Pyscho-Path (5.9+), Big Gypsum Valley, Colorado
Most of the famous sandstone towers of the Colorado Plateau are in Utah, and most of them are 5.10 or harder. But deep in Big Gypsum Valley, in southwestern Colorado, there’s a seldom-climbed tower that goes at a modest 5.9+, yet holds one of the most exciting pitches in the desert. From some angles, Psycho Tower looks a bit like the Geico gecko standing up on its hind legs; the lizard’s enormous jaw projects into space and provides the route’s thrilling crescendo.
The late Charlie Fowler, who pioneered hundreds of desert climbs, did the first ascent of Psycho Tower with Telluride attorney Steve Johnson in 1996. The normal route (Psycho-Path, 5.9+) spirals around the tower in three short pitches. (You can add a slightly sporty, bolted 5.11 pitch at the bottom, but this is easily avoided.) After a fun start with a couple of bolts and easy crack and flake climbing, you arrive at the business: a heartstopping traverse over a huge roof. This lead is well protected, with closely spaced bolts, but your feet are on small holds just inches above the lip, with a drop of several hundred feet below. A final bolt-protected pitch, with the route’s crux moves, gains the summit, high above the winding Dolores River.
PITCH 1 (5.8+, 75 feet) Scramble up to a big ledge on the northwest side of the tower and find a bolted anchor at the start of the climb. Face climb past two bolts and continue up a corner and flake system, then trend up and right over ledges to a bolted belay.
VARIATION, PITCH 1 (5.11a, 70 feet) Ascend the southwest face directly to reach the shoulder on the north side. Climb a thin face past five or six bolts.
PITCH 2 (5.9, 50 feet) Step up and right, around a corner, then edge along the lip past several bolts. Crank up to a spacious belay ledge, and walk north about 20 feet to an anchor below the bolts of the final pitch.
PITCH 3 (5.9+, 50 feet) Face climb past several bolts, with a bulge crux that’s likely 5.10 if you’re shorter than 5’10”. Above the last bolt, easier climbing protected by a few mid-sized cams gains the top.

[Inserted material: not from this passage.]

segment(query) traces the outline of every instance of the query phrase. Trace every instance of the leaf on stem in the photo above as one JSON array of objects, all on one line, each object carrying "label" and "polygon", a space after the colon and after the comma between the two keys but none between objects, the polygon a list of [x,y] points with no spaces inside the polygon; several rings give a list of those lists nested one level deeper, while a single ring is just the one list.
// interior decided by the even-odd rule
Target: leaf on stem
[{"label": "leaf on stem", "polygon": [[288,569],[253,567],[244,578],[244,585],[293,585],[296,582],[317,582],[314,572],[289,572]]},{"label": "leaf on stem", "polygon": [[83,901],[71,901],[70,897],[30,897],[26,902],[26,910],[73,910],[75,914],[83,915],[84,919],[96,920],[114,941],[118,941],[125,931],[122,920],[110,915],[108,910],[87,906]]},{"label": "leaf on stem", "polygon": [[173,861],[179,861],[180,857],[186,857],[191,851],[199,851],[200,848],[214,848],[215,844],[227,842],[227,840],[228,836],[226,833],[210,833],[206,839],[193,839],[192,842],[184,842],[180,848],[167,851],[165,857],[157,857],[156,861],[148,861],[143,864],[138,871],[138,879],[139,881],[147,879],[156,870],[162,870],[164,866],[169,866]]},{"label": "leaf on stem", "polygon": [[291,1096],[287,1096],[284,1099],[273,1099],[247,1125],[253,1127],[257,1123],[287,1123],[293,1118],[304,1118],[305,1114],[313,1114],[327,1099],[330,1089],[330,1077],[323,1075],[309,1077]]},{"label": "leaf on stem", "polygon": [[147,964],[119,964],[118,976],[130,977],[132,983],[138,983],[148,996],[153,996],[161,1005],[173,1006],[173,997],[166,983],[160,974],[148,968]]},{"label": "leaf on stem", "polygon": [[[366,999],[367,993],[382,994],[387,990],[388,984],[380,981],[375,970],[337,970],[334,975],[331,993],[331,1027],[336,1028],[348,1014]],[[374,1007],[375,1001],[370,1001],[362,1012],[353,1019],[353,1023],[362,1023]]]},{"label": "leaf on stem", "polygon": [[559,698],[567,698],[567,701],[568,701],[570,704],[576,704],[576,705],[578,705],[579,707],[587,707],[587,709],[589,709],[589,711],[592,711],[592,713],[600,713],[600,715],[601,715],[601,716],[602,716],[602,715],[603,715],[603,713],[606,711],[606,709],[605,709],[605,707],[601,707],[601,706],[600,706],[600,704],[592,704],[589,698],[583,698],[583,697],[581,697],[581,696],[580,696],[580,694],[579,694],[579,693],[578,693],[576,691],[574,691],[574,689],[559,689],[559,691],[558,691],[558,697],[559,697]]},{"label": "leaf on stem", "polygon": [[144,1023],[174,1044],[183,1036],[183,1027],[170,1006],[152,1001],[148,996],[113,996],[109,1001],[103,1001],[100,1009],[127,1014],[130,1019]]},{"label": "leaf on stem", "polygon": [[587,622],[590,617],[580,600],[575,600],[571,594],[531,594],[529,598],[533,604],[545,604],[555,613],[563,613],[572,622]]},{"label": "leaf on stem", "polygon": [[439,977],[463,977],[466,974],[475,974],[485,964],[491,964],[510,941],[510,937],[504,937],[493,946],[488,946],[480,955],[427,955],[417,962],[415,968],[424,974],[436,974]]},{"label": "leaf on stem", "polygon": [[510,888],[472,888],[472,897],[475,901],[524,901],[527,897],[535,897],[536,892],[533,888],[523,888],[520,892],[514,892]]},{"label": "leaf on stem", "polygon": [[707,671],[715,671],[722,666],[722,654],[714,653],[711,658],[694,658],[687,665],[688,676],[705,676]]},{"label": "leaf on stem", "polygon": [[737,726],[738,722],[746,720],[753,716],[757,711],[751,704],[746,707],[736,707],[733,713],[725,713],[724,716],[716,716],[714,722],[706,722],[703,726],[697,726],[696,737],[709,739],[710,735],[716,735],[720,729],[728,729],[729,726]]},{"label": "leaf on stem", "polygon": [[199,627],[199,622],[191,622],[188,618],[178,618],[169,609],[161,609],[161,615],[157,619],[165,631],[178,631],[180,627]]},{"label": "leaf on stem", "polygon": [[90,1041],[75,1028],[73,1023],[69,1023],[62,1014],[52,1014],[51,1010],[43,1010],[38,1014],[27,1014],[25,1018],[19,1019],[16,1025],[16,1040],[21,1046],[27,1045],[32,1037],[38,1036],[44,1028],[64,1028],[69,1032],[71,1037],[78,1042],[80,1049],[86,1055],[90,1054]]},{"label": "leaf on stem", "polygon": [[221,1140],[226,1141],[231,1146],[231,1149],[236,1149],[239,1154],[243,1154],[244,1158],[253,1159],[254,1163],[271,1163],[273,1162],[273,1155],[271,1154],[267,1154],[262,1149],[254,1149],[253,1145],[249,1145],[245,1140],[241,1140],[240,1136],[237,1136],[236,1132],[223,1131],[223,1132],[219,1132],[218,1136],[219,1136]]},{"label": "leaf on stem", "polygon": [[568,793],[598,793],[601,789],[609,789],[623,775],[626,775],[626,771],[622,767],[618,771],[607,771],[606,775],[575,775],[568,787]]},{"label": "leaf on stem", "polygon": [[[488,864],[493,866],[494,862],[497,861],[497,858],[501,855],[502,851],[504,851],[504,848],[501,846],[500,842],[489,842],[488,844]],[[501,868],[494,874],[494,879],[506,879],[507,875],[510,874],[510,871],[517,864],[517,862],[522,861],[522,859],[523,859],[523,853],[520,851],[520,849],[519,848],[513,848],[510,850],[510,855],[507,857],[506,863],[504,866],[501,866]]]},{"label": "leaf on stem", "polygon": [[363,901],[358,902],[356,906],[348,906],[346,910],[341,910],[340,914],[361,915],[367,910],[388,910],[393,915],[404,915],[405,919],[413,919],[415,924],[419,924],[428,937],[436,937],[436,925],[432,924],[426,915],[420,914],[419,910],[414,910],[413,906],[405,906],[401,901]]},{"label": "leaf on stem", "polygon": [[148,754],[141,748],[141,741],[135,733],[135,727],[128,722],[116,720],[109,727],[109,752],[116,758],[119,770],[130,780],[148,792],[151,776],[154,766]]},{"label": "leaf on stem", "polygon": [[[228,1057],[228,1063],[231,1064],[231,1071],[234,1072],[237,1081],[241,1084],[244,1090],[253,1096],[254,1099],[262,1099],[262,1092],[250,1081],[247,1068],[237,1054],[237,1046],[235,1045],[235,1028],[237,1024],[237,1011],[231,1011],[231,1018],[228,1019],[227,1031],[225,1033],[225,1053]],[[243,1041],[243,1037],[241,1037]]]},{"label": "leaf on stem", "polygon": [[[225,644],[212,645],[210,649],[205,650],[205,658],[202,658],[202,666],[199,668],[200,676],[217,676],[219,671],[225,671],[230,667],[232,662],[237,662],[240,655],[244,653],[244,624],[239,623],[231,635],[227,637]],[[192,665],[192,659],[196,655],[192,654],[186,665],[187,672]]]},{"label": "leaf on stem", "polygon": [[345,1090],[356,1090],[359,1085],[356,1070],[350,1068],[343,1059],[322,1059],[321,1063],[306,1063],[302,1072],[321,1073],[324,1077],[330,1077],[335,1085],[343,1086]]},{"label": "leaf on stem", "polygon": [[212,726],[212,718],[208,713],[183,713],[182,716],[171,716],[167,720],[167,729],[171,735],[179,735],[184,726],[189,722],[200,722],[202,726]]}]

DESCENT: Rappel to the northwest. Two raps with a single rope. About 15 more climbs can be found on the sandstone walls several hundred yards east of Psycho Tower. The obvious bolted arête of Sizzlin Summer Solstice (5.10) is particularly good.
Guidebook: Charlie Fowler posted information about the climb at his website, which, at press date, was archived here.
Equipment: Single 60-meter rope and a single set of wires and cams, with extra slings to prevent rope drag.
Season: Spring or fall are best; sunny days in winter can be fine.
Driving Directions: The isolated Big Gypsum Valley is northwest of Highway 141, about halfway between Naturita and Dove Creek, Colorado. Allow nearly two hours from the Telluride area or 2.5 hours from Moab, Utah. From Highway 145, just east of Naturita, follow Highway 141 south for about 22 miles. Turn right (northwest) on Road 20 R and follow the gravel road about 12 miles (passenger cars should be fine; watch out for speeding mining trucks). The tower is high on the right when you reach the Dolores River. Continue about a half-mile to a BLM parking area, and walk back along the road until you are directly below the tower; follow a faint path past a prominent boulder and up the hill for about 20 minutes. This approach crosses private land, so please park at the BLM lot to keep a low profile.